CEP89, also known as centrosomal protein 89, is essential for ciliogenesis, mitochondrial metabolism, and neuronal function [2]. It is involved in pathways related to the assembly and disassembly of primary cilia, as well as mitochondrial oxidative phosphorylation. CEP89 is highly conserved and ubiquitously expressed, playing a crucial role in various biological processes [2]. Genetic models, such as Drosophila and knockout cell lines, have been valuable in studying its functions.

In Drosophila, ubiquitous knockdown of fly Cep89 decreased complex IV activity and was lethal. It was also required for mitochondrial integrity, membrane depolarization, synaptic transmission in photoreceptor neurons, and (sub)synaptic organization at the larval neuromuscular junction [2]. In mammalian cells, CRISPR-Cas9 knockout studies showed that CEP89 selectively functions in RAB34+ ciliary vesicle recruitment during ciliogenesis [3]. Additionally, in ovarian cancer, more than a quarter of patients have copy number gains in the CEP89 gene. High CEP89 expression is associated with a shorter overall survival, suggesting it could be a prognostic marker and a potential therapeutic target [1].

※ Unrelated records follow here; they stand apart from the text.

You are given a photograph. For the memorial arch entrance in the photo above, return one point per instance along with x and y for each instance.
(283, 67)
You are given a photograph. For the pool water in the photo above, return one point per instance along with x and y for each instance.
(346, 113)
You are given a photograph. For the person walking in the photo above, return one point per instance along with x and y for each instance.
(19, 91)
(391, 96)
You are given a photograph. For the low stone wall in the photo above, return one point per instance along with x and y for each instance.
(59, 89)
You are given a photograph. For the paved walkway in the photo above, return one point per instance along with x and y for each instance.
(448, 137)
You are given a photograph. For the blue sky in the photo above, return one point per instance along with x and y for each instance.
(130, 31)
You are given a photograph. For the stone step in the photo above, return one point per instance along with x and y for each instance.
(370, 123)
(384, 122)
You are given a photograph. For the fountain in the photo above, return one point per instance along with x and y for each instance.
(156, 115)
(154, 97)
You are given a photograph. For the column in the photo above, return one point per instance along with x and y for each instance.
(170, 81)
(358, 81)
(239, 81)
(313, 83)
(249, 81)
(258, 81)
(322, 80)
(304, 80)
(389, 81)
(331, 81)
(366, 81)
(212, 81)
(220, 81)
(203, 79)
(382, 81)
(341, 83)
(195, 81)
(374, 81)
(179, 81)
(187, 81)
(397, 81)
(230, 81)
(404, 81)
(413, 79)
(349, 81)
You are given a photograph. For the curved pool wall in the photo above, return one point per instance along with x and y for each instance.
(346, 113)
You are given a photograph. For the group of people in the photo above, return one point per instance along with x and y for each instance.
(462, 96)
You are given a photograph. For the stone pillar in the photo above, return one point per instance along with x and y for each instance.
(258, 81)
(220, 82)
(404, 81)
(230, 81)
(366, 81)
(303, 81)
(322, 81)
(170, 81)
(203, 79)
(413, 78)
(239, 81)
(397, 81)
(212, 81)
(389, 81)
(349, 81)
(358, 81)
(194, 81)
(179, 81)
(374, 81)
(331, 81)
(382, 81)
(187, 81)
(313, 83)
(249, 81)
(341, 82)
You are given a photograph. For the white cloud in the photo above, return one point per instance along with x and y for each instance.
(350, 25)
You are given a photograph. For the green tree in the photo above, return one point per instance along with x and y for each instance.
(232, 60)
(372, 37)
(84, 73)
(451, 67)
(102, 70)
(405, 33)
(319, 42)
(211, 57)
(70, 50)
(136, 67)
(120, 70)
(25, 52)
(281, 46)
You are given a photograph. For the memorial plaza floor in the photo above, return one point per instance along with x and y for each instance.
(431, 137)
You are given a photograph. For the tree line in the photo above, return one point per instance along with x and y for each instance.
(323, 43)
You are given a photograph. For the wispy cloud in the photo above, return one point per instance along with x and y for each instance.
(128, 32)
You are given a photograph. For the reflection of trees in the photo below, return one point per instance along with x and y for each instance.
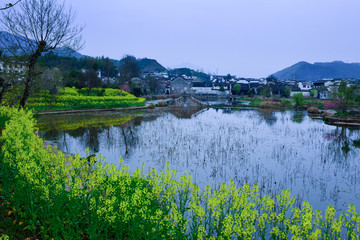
(268, 115)
(340, 139)
(51, 135)
(298, 117)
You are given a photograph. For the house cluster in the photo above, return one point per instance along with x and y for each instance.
(224, 85)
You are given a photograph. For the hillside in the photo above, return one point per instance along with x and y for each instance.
(19, 44)
(312, 72)
(150, 65)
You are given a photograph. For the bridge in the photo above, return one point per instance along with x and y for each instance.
(188, 101)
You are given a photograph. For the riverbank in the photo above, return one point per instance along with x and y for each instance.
(111, 202)
(89, 110)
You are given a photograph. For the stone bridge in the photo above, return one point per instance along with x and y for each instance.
(188, 101)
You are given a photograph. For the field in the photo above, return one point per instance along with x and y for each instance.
(51, 196)
(72, 98)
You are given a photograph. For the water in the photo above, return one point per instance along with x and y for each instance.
(278, 150)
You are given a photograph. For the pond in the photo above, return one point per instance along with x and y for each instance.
(276, 149)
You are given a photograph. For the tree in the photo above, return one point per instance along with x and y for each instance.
(299, 100)
(237, 88)
(287, 92)
(52, 80)
(128, 69)
(266, 91)
(9, 5)
(11, 76)
(36, 27)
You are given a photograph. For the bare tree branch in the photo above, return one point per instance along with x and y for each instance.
(9, 5)
(35, 27)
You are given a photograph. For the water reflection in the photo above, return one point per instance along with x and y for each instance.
(277, 150)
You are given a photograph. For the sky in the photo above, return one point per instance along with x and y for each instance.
(246, 38)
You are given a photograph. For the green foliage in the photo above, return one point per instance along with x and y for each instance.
(299, 99)
(65, 198)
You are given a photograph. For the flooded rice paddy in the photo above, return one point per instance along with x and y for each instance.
(278, 150)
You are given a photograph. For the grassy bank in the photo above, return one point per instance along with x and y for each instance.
(72, 98)
(56, 197)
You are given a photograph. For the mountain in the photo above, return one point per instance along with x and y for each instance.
(305, 71)
(189, 72)
(17, 44)
(150, 65)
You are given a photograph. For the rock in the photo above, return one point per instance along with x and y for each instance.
(325, 113)
(161, 104)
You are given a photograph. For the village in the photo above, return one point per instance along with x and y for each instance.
(225, 85)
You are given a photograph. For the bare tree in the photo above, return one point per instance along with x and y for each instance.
(52, 79)
(11, 74)
(9, 5)
(35, 27)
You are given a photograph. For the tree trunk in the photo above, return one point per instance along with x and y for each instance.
(31, 73)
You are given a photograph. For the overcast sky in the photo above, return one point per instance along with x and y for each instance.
(248, 38)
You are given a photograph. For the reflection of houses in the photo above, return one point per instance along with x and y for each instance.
(11, 68)
(323, 92)
(221, 85)
(180, 85)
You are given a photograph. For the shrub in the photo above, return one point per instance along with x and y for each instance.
(161, 104)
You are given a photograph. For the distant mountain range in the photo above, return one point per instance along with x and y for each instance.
(305, 71)
(302, 71)
(8, 40)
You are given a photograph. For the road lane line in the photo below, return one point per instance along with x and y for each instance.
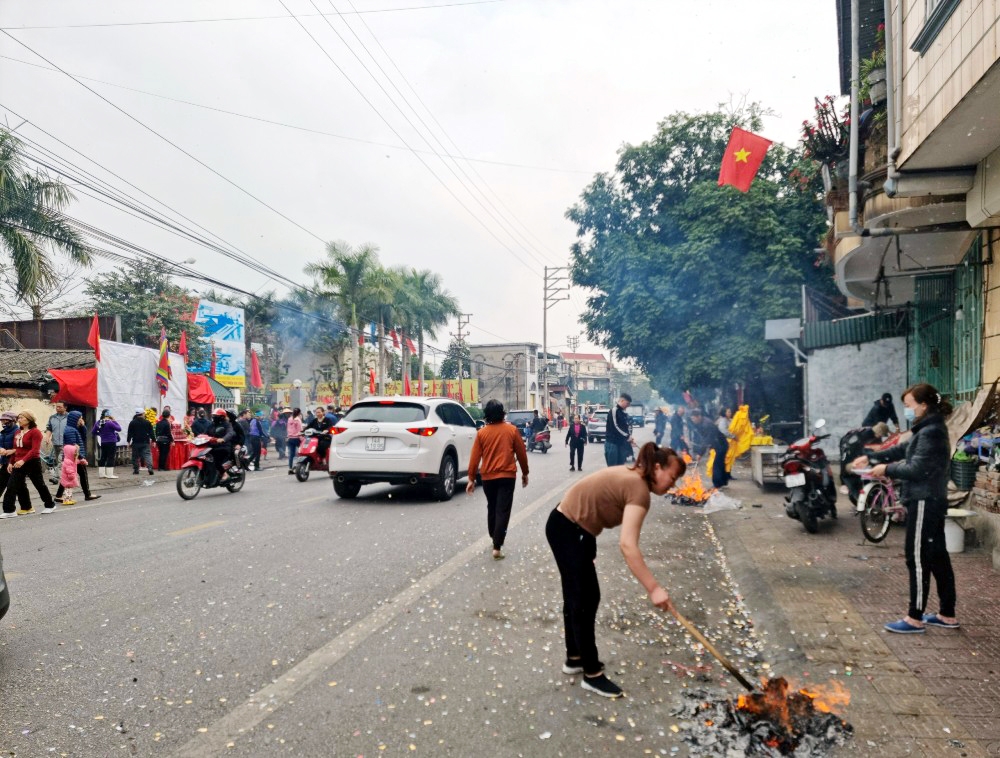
(196, 528)
(251, 712)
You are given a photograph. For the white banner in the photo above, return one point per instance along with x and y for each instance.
(126, 380)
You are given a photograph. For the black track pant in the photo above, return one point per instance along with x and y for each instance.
(575, 549)
(927, 556)
(19, 478)
(499, 501)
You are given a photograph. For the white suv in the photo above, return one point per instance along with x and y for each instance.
(402, 440)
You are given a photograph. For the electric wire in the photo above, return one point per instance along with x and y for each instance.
(166, 139)
(395, 131)
(297, 127)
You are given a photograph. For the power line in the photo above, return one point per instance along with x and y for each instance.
(251, 18)
(297, 127)
(165, 139)
(402, 139)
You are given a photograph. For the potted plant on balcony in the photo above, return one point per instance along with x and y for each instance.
(826, 140)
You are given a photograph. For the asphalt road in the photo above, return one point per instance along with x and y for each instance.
(283, 620)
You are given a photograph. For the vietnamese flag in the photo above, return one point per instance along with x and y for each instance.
(742, 160)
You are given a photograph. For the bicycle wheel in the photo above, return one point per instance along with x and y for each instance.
(875, 521)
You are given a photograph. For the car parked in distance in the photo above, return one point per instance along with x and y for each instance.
(401, 440)
(597, 426)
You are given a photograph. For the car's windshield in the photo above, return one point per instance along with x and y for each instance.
(386, 413)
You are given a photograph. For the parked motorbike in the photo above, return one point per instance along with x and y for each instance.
(308, 457)
(812, 492)
(202, 471)
(541, 442)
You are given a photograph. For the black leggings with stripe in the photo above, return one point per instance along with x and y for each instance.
(927, 556)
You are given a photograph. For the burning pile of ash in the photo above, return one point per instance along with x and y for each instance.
(772, 722)
(691, 490)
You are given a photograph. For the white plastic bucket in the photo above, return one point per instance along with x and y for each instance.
(954, 536)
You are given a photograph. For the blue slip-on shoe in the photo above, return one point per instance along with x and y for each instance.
(903, 627)
(934, 620)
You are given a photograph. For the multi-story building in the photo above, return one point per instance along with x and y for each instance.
(508, 372)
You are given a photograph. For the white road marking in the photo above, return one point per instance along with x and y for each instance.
(247, 715)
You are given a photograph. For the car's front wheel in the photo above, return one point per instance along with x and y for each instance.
(445, 487)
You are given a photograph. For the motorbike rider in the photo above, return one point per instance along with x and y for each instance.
(223, 435)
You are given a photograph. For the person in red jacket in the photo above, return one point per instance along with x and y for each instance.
(24, 463)
(499, 447)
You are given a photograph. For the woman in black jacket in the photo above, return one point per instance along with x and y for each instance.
(924, 476)
(576, 438)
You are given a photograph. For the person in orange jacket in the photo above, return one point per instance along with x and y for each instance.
(497, 451)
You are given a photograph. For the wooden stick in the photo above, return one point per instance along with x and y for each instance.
(711, 648)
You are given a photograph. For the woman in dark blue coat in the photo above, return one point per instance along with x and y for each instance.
(922, 464)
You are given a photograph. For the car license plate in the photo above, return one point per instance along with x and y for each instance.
(795, 480)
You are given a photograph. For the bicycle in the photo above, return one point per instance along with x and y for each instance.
(878, 506)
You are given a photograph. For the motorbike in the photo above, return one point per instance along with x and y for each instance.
(812, 492)
(196, 475)
(308, 457)
(541, 442)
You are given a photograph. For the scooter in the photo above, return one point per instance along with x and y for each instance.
(812, 492)
(308, 457)
(541, 442)
(202, 471)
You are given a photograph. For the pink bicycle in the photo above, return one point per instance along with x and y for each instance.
(878, 507)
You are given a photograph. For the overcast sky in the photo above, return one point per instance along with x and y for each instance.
(538, 95)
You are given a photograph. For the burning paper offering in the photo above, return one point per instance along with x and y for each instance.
(772, 722)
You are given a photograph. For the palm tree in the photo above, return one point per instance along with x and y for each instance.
(348, 273)
(30, 222)
(432, 307)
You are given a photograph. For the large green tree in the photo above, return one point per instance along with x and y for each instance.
(683, 273)
(145, 299)
(31, 226)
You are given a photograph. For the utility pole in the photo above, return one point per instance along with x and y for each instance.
(556, 282)
(459, 335)
(574, 343)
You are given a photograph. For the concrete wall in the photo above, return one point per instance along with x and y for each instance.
(843, 382)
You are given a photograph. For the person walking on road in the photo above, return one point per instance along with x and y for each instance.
(8, 429)
(140, 436)
(576, 438)
(659, 426)
(615, 496)
(76, 434)
(164, 438)
(497, 451)
(106, 430)
(618, 433)
(677, 441)
(293, 437)
(922, 464)
(24, 464)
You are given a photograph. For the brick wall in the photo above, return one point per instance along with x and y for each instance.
(843, 382)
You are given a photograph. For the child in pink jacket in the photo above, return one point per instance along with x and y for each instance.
(69, 477)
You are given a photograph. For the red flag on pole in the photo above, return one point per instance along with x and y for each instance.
(742, 160)
(256, 380)
(163, 374)
(94, 338)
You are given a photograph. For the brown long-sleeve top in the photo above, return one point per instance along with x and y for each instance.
(494, 452)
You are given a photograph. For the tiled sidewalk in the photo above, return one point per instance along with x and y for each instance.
(822, 600)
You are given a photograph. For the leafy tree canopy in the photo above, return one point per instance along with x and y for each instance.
(145, 298)
(683, 273)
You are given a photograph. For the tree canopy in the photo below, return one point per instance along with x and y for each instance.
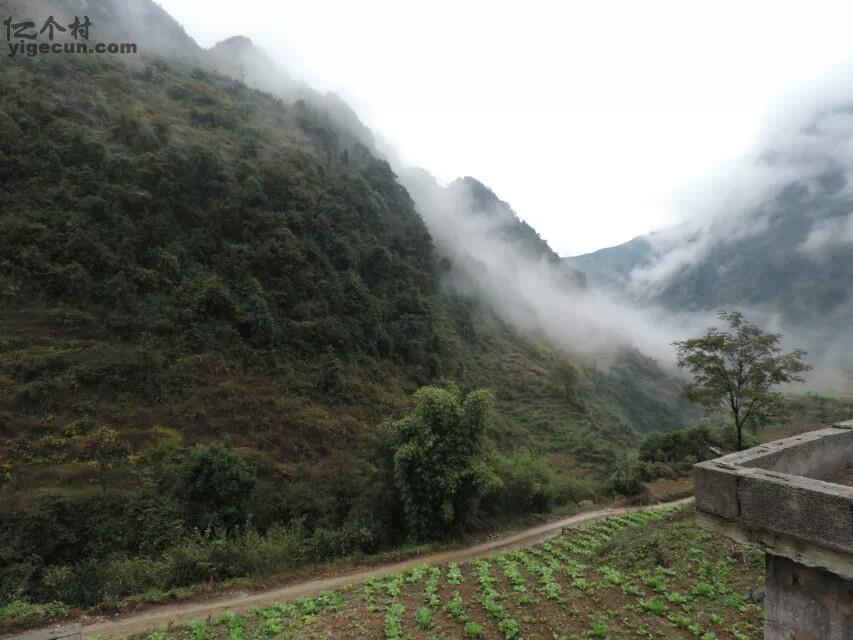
(738, 370)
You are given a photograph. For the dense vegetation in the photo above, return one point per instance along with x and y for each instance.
(186, 261)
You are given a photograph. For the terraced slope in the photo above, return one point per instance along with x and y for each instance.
(640, 575)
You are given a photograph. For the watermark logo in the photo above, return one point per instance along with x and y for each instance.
(22, 38)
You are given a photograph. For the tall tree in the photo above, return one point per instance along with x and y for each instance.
(739, 369)
(436, 458)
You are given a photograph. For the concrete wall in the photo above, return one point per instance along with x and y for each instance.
(801, 603)
(56, 632)
(772, 489)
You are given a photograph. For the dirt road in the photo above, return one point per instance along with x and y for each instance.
(160, 617)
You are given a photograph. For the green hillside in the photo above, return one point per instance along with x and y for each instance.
(642, 575)
(186, 260)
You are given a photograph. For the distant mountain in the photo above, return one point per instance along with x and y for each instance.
(779, 241)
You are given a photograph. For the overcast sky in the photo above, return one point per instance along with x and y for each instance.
(585, 117)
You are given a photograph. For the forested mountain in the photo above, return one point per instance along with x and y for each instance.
(778, 240)
(184, 260)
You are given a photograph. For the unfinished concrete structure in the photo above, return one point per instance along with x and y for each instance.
(793, 498)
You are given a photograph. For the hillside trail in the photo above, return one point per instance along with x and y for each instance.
(160, 617)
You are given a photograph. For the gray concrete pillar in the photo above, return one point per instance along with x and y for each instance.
(801, 603)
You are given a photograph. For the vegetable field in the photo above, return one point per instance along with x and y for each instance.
(640, 575)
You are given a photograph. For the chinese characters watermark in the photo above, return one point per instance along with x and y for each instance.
(26, 32)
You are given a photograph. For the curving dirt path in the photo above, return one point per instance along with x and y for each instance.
(161, 617)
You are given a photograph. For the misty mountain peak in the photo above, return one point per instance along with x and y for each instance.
(237, 42)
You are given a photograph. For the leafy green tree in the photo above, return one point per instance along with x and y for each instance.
(738, 370)
(626, 478)
(436, 458)
(108, 450)
(218, 483)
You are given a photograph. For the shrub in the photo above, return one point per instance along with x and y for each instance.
(218, 483)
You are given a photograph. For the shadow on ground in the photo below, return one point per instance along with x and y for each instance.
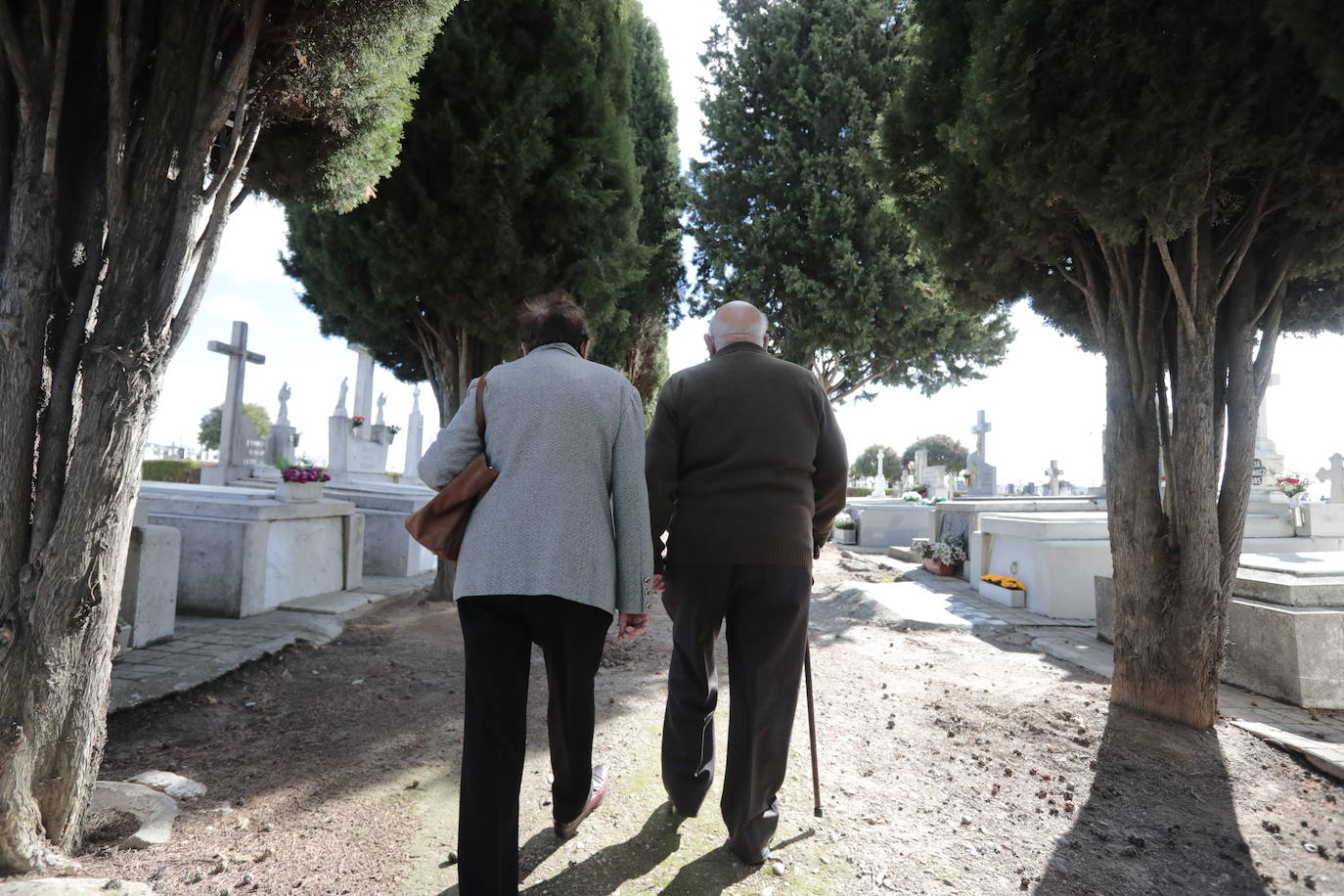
(1160, 790)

In conclusion, CEP89 is vital for mitochondrial metabolism, especially complex IV activity, and neuronal function. Model-based research, including knockout models in flies and mammalian cells, has revealed its role in ciliary vesicle recruitment and its significance in ovarian cancer prognosis. These findings contribute to our understanding of biological processes and potential disease-related applications.